# New low buget goat house



## imthegrt1 (Jan 13, 2013)

Not fished but for under 100 bucks and some skids









3 ft wide
4 ft tall 
4 ft deep


----------



## happybleats (Sep 12, 2010)

veri nice job


----------



## ksalvagno (Oct 6, 2009)

:thumbup:


----------



## imthegrt1 (Jan 13, 2013)

4- skids free

6- pieces of metal -60 bucks
Box screws wood-5 bucks
Box metal screws -10 bucks
Corner metal-10 
15- wood fence planks-15 bucks
Should have it finished tonight


----------



## Erik_L (Nov 27, 2012)

I am SO stealing this idea. LoL
Great job. I'm sure mine will not look this good. 

Erik


----------



## Tera (Dec 21, 2007)

Love this idea!!


----------



## imthegrt1 (Jan 13, 2013)

Very simple design.
still going put a rub mat in on the floor 
And a small feed holder.
I'm going make a few of these for the yard.
Also u can slide a 2x4 or pipe under it and two people can lift up easy.
Also will fit perfect in the back of a small pick up

.


----------



## toth boer goats (Jul 20, 2008)

Nice


----------



## NyGoatMom (Jan 26, 2013)

Very nice! Good thinking  Thanks for sharing!


----------



## HerdQueen (Oct 15, 2012)

That is great! I'll have to show hubby.


----------



## Paige (Oct 14, 2010)

Nice job! You could easily make a little door and put it in the truck to haul a goat or several kids!


----------



## lottsagoats (Dec 10, 2012)

Gotta love those pallets! (skids) I use them for fences, shade for the dogs, platfroms for the dogs and goats and for building small "houses"!

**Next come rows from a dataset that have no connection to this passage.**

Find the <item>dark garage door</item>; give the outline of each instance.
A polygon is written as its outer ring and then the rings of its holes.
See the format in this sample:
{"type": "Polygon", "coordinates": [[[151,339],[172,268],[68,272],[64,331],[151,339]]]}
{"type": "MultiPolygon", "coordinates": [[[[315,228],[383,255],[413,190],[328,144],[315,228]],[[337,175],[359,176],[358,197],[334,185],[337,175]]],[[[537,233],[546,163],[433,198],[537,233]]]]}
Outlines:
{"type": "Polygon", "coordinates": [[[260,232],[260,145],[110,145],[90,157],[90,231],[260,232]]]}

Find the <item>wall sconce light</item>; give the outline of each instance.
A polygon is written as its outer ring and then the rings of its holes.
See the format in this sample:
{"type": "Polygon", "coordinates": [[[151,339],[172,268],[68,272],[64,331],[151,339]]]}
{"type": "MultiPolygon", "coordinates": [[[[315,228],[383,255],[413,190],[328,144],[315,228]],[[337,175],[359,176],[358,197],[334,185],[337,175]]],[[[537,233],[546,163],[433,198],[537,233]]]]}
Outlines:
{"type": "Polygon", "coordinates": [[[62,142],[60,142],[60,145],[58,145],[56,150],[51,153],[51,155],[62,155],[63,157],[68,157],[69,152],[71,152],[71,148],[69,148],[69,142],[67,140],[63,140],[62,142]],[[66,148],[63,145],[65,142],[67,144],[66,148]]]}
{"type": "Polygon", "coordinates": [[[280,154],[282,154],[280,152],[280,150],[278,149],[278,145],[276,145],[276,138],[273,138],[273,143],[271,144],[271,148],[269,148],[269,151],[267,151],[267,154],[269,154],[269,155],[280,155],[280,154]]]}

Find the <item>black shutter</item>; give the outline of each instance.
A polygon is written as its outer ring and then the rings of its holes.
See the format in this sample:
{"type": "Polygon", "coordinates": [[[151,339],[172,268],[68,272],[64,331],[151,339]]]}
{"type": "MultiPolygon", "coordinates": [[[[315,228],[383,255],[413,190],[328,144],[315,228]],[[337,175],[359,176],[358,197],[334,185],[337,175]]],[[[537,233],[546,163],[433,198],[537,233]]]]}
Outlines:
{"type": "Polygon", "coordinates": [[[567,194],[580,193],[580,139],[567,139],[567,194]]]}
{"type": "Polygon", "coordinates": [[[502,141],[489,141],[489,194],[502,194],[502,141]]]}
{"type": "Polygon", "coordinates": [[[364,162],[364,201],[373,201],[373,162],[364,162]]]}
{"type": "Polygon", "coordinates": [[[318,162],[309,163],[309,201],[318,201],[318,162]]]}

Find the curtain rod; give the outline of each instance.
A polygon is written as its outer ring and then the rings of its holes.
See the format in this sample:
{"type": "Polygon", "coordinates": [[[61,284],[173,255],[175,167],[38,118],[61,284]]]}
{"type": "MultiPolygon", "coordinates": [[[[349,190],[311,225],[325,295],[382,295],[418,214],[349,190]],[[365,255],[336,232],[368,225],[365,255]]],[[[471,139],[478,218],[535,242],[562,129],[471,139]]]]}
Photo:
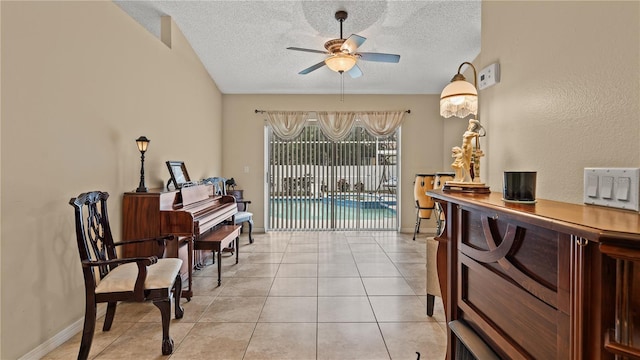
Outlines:
{"type": "MultiPolygon", "coordinates": [[[[256,110],[255,110],[256,114],[258,114],[258,113],[260,113],[260,114],[264,114],[264,113],[266,113],[267,111],[268,111],[268,110],[258,110],[258,109],[256,109],[256,110]]],[[[411,109],[409,109],[409,110],[405,110],[404,112],[406,112],[407,114],[411,114],[411,109]]]]}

Yours are really nice, good job!


----------



## mjs500doo (Nov 24, 2012)

We basically made this for the bed of the truck to haul calves/goats. In the summer, we unscrew the paneling for ventilation.


----------



## imthegrt1 (Jan 13, 2013)

Put some corners on it today to give it a little color and also make sure no one scrapes there self


----------